April Simpson may have stayed in her hometown of New York City for college, but the work she’s done here has transcended the boundaries of the Big Apple.
As president of the Caribbean Students Association, Simpson founded the service program There is Hope to address the needs of children in the Caribbean through education.
“I put my life into it,” Simpson said of her work with CSA.
Last spring, under Simpson’s leadership, CSA members traveled to Jamaica, where they explored Jamaica’s culture and developmental challenges. CSA brought the students they were working with to the University of the West Indies.
“I learned so much about Caribbean people, how to organize, and how to develop an organization,” Simpson said. “The service trip was an ideological feat for us, because we focused on the idea that you don’t have to leave the Caribbean to make it a better place.”

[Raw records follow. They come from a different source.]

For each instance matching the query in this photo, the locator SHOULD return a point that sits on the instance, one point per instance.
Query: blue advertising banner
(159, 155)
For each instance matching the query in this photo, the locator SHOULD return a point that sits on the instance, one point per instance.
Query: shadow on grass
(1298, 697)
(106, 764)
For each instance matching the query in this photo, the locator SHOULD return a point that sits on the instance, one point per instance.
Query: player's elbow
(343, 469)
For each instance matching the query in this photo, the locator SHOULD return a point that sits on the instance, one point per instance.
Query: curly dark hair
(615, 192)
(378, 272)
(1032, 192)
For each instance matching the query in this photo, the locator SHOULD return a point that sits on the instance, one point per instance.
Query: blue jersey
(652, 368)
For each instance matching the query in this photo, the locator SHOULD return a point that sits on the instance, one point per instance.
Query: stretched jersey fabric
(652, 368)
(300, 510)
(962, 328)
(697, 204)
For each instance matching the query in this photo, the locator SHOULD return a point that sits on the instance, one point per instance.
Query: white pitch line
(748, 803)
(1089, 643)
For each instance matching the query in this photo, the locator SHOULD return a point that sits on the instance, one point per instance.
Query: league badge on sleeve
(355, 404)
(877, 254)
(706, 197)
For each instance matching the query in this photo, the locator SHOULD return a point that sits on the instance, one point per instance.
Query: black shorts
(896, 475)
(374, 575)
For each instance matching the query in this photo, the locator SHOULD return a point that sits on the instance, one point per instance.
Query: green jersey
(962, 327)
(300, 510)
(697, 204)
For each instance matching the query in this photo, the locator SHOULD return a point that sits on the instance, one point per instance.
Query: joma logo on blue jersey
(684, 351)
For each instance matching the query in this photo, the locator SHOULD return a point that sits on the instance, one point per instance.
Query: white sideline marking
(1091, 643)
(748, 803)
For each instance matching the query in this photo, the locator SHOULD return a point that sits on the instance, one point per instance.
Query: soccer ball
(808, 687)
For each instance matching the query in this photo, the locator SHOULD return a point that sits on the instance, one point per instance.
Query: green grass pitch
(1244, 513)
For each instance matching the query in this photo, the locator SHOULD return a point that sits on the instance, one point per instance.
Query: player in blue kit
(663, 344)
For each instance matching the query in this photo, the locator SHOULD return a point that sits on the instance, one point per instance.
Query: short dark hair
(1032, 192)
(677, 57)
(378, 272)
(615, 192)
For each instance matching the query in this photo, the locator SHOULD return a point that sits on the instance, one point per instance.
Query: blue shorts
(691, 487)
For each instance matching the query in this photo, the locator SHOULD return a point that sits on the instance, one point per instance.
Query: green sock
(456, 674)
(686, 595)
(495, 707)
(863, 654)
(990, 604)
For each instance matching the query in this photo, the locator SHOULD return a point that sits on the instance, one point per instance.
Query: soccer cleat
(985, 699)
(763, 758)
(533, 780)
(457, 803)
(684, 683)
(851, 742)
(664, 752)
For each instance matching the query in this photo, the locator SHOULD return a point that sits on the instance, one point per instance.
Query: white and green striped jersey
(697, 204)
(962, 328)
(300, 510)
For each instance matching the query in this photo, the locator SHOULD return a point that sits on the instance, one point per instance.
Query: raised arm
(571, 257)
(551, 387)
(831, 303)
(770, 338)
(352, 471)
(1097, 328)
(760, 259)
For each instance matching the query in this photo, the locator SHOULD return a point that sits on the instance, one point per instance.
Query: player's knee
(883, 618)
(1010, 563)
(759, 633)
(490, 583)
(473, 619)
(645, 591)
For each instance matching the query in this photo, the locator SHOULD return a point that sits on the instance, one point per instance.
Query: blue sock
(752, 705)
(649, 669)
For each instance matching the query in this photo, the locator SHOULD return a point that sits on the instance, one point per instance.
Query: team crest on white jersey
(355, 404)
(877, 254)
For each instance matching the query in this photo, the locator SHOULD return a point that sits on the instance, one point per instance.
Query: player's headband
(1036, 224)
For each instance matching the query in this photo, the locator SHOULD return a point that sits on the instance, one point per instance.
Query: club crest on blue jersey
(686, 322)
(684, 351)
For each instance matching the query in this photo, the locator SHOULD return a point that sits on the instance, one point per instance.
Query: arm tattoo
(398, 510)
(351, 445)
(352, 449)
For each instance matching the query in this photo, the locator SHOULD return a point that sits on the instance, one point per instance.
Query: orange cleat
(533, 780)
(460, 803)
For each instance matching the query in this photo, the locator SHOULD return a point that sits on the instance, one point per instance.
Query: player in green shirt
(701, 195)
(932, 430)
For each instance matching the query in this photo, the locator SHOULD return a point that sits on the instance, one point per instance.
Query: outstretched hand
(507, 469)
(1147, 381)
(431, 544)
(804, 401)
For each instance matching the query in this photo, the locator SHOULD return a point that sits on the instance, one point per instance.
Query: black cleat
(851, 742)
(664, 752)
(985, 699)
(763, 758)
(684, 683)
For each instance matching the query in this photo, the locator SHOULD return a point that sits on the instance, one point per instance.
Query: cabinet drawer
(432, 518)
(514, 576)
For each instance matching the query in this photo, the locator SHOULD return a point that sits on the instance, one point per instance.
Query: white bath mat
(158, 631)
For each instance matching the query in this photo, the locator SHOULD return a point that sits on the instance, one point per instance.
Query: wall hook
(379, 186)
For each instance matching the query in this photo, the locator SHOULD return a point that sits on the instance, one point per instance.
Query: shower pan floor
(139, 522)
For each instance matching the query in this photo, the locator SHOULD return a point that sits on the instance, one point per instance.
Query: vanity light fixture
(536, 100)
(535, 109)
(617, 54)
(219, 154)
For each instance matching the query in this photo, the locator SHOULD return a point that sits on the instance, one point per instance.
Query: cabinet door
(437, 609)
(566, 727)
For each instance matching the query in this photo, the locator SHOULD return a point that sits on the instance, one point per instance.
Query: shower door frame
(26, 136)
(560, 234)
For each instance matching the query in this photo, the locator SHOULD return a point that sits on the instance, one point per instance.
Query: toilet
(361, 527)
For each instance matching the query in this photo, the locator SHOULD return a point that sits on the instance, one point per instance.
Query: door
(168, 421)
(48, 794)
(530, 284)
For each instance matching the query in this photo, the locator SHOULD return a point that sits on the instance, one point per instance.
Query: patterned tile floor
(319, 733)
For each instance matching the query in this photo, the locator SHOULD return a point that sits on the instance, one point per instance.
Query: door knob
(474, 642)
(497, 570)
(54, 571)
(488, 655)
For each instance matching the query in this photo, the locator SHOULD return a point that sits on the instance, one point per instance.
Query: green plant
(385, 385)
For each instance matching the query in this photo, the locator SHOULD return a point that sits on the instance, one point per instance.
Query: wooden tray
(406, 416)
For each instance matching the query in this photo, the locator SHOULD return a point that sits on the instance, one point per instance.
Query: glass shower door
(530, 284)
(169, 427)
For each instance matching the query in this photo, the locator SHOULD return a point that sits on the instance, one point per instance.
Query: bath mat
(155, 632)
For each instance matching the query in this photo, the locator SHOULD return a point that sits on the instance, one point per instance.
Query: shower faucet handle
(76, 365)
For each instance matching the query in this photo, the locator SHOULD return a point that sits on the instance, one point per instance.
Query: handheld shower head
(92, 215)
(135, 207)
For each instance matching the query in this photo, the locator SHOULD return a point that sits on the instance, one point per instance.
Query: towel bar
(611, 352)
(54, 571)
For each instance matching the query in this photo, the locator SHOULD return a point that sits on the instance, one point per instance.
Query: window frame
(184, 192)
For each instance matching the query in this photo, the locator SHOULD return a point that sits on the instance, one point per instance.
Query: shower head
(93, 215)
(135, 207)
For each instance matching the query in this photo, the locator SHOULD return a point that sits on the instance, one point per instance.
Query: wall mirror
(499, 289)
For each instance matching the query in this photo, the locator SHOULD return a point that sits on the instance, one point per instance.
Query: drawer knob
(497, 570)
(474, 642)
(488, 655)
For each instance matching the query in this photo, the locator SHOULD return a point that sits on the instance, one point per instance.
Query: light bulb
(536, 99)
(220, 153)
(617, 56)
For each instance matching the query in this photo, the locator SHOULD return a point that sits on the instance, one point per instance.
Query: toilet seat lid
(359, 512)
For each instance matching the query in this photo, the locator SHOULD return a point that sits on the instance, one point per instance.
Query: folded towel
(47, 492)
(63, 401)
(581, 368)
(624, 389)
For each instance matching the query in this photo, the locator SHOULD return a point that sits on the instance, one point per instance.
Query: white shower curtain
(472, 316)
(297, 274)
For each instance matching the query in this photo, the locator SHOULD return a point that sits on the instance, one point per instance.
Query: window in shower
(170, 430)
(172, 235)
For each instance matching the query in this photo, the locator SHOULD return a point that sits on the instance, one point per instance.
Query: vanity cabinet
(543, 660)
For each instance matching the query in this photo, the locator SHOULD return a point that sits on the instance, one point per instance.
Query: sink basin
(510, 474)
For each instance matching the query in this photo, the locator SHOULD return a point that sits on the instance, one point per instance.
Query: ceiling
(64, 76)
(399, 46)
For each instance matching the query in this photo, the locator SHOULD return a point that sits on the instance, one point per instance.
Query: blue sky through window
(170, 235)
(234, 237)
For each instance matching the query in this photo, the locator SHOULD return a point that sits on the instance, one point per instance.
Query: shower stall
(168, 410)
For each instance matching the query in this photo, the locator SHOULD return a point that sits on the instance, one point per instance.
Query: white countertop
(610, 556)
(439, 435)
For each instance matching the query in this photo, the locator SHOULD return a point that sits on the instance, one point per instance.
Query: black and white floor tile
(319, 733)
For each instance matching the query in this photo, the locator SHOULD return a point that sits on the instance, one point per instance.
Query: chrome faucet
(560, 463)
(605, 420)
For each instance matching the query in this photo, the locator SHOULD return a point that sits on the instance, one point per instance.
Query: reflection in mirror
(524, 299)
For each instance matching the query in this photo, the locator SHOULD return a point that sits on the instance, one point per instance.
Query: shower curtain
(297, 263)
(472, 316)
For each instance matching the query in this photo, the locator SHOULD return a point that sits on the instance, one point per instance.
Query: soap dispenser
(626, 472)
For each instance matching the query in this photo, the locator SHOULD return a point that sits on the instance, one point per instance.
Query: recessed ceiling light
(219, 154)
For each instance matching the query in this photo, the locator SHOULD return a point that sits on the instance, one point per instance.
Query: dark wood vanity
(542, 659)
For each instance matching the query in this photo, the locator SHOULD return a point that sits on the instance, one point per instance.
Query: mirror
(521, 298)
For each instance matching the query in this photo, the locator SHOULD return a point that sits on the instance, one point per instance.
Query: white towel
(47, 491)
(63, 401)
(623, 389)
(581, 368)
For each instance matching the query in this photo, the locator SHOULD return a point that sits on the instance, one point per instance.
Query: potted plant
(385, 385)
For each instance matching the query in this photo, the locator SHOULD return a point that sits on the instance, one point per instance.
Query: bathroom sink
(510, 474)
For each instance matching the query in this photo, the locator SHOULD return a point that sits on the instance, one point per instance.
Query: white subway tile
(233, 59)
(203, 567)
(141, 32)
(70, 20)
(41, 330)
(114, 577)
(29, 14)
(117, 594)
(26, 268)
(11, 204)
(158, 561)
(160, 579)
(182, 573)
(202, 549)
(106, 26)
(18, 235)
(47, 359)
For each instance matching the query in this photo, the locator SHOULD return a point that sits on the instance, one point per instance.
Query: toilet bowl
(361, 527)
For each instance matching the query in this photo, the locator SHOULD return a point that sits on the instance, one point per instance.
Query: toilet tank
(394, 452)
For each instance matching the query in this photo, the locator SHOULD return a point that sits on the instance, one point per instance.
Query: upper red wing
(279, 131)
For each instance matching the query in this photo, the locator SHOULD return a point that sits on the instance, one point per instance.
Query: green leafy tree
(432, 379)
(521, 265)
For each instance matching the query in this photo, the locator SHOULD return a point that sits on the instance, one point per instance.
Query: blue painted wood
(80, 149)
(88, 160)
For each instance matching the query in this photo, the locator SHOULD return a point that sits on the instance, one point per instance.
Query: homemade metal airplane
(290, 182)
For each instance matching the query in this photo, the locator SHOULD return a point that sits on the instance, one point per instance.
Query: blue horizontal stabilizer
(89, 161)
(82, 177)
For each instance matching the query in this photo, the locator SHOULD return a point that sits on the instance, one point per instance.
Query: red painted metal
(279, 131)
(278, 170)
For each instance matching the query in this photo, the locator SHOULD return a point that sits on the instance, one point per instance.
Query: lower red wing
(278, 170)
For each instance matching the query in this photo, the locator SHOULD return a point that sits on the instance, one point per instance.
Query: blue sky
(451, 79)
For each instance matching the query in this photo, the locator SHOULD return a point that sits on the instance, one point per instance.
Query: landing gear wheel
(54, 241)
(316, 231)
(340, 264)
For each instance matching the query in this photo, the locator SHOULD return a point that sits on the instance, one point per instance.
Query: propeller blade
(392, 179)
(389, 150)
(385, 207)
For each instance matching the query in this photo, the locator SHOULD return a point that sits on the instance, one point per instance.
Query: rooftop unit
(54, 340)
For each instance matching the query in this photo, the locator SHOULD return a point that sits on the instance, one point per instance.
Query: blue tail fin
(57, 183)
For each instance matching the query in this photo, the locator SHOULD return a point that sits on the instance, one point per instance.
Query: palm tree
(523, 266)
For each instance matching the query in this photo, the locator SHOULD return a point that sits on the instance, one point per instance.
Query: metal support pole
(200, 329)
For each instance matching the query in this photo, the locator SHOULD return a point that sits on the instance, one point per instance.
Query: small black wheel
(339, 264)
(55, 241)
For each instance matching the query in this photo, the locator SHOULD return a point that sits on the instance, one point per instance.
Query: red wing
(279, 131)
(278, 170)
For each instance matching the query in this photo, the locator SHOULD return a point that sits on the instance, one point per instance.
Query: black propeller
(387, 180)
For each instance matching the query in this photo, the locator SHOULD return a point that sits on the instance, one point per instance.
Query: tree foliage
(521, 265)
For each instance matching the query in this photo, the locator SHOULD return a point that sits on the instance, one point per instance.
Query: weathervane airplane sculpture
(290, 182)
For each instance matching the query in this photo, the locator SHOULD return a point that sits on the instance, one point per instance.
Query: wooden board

Simpson also stepped out of Columbia’s boundaries when she got involved with the Jamaica Diaspora group, which focuses on strengthening ties between Jamaicans overseas and those living in Jamaica.
She serves as a board member and ended up making some of her best friends through her involvement with the group. “I was in constant communication with government officials and people from Jamaica,” Simpson said of her experience on the board.
“I’m even going to the consulate tomorrow night,” she added, clearly excited.
In addition to her work with CSA and the Jamaican Diaspora Group, Simpson was also a producer of for the Black Heritage Month fashion show and cultural showcase. She also ran for Columbia College Student Council with the ReNew CU party in 2010.
For her, the work was a way to help others and learn about herself at the same time.
“You have to focus as much on oneself as you do developing what’s on the outside. I feel that people come to Columbia and give themselves to everything around them. I recommend that people grab things around them—you only have four years.”
After graduation, Simpson said she plans to be a “nomad.” But while the word may not have positive connotations for some seniors, it’s exactly what she wants.
“I’m really trying to be a nomad. I want to do the work that I really want to do. So right now, I’m working on developing my own thing,” Simpson said.
But before she gets there, she will graduate with someone very close to home—her mother. Simpson’s mother will graduate from Teachers College at the same time that Simpson receives her degree in anthropology.
“Graduation is definitely going to be very special for me,” Simpson said. She paused.
“My mother had me when she was really young, so it means a lot for me to see her getting her master’s.”